CUI Policy and Guidance
Policy and Guidance
The Controlled Unclassified Information Executive Agent (CUI EA) issues guidance to Executive branch departments and agencies that handle unclassified information that requires safeguarding or dissemination controls, pursuant to and consistent with applicable law, regulations, and government-wide policies. Guidance issued by the CUI EA is not binding on the public, unless authorized by law or when incorporated into contracts or agreements.
|11/04/2010||Executive Order 13556 "Controlled Unclassified Information"|
|09/14/2016||32 CFR Part 2002 "Controlled Unclassified Information"|
OMB Circular No. A-11 provides guidance on preparing the Budget and instructions on budget execution. Section 31.15 requires that agency budget estimates should reflect consideration of Executive Order 13556, Controlled Unclassified Information (CUI), and the policies issued by the National Archives and Records Administration (NARA), 32 CFR part 2002, "Controlled Unclassified Information," with an effective date of November 14, 2016, and CUI Notice 2016-01, "Implementation Guidance for the Controlled Unclassified Information Program," September 14, 2016.
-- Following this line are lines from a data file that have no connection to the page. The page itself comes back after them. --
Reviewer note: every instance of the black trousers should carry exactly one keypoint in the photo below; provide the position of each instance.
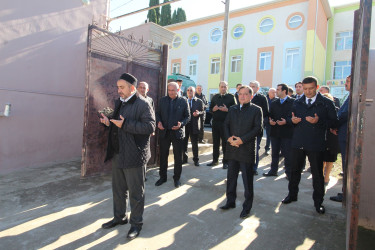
(283, 144)
(234, 167)
(217, 135)
(316, 164)
(201, 131)
(194, 143)
(267, 126)
(128, 184)
(165, 144)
The following National Institute of Standards and Technology (NIST) publications have been incorporated by reference into the CUI Implementing Directive, 32 CFR Part 2002, and should be consulted for guidance on implementing specific measures to safeguard CUI:
- Federal Information Processing Standards Publication 199, Standards for Security Categorization of Federal Information and Information Systems
- Federal Information Processing Standards Publication 200, Minimum Security Requirements for Federal Information and Information Systems
- NIST Special Publication 800-53, Revision 4, Security and Privacy Controls for Federal Information Systems and Organizations
- NIST Special Publication 800-88, Revision 1, Guidelines for Media Sanitization
- NIST Special Publication 800-171, Revision 1, Protecting Controlled Unclassified Information in Nonfederal Systems and Organizations
- NIST Special Publication 800-171A, Assessing Security Requirements for Controlled Unclassified Information
The CUI EA established the CUI Advisory Council to carry out consultative functions directed by Executive Order 13556.
The CUI EA has developed recommendations to assist departments and agencies in development of their CUI programs and submission of information to the EA.